The Shriners Hospital for Children has signed a deal to buy nearly 6 acres of property from Washington University to build a hospital that will collaborate more closely with St. Louis Children's Hospital and Washington University School of Medicine physicians. Terms of the property deal were not disclosed. The Shriners expect to sell its first area 60-bed hospital in Frontenac, MO, that specializes in pediatric orthopedic services when the new one is completed. It is unknown how many beds or operating rooms the new hospital will hold, and preliminary estimates put the cost at about $86 million.
An Oakland-based youth advocacy group, Children Now, gave low marks to the state of children's health and education in California and urged leaders to boost funding and take action. The 2008 California Report Card, created by the group assigned letter grades to certain health and educational factors affecting California's children, assigning health insurance a C, and obesity a D. The report also found that fewer than half of the state's families can afford the basics of housing, child care, food, health insurance and transportation.
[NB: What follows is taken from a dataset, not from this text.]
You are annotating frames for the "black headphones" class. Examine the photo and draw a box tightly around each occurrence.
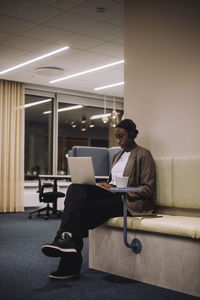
[128,129,138,140]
San Francisco's expansion of its landmark plan to provide healthcare to its 73,000 uninsured city residents saw few people taking advantage of the opporunity. At the program's new eligibility office near San Francisco General Hospital just one person had phoned by noon on the day of the expansion and all the chairs in the waiting room were empty.
Beginning late next year, Maryland will become the first state to give consumers independent evaluations of Preferred Provider Organization health plans offered by four of the state's largest healthcare providers. Consumers will be able to get information about the quality of care offered by a PPO health-plan provider, the number of complaints received and how customers are treated.
The historic new trust intended to pay the health costs of United Auto Workers retirees from Detroit's automakers could run out of money much sooner than anticipated. Thanks to two key problems: possibly inaccurate assumptions about the growth of healthcare costs, and $36 billion of the plan is unfunded so far. Industry experts say the scant public information about the trust--known as a voluntary employees' beneficiary association, or VEBA--provides little comfort that current benefits will remain as promised for hundreds of thousands of UAW retirees.
Nearly five dozen hospitals filed suit this week seeking to overturn a state rule that allows general surgeons to open physician-owned surgery centers without going through the state's healthcare planning process. Under the new rule, general surgeons who focus on abdominal surgeries are classified as a "single specialty." Single-specialty surgery centers that are located in a doctor's office are exempt from the state's certificate of need laws. The hospitals argue that the ruling never intended general surgeons to classify for the exemption.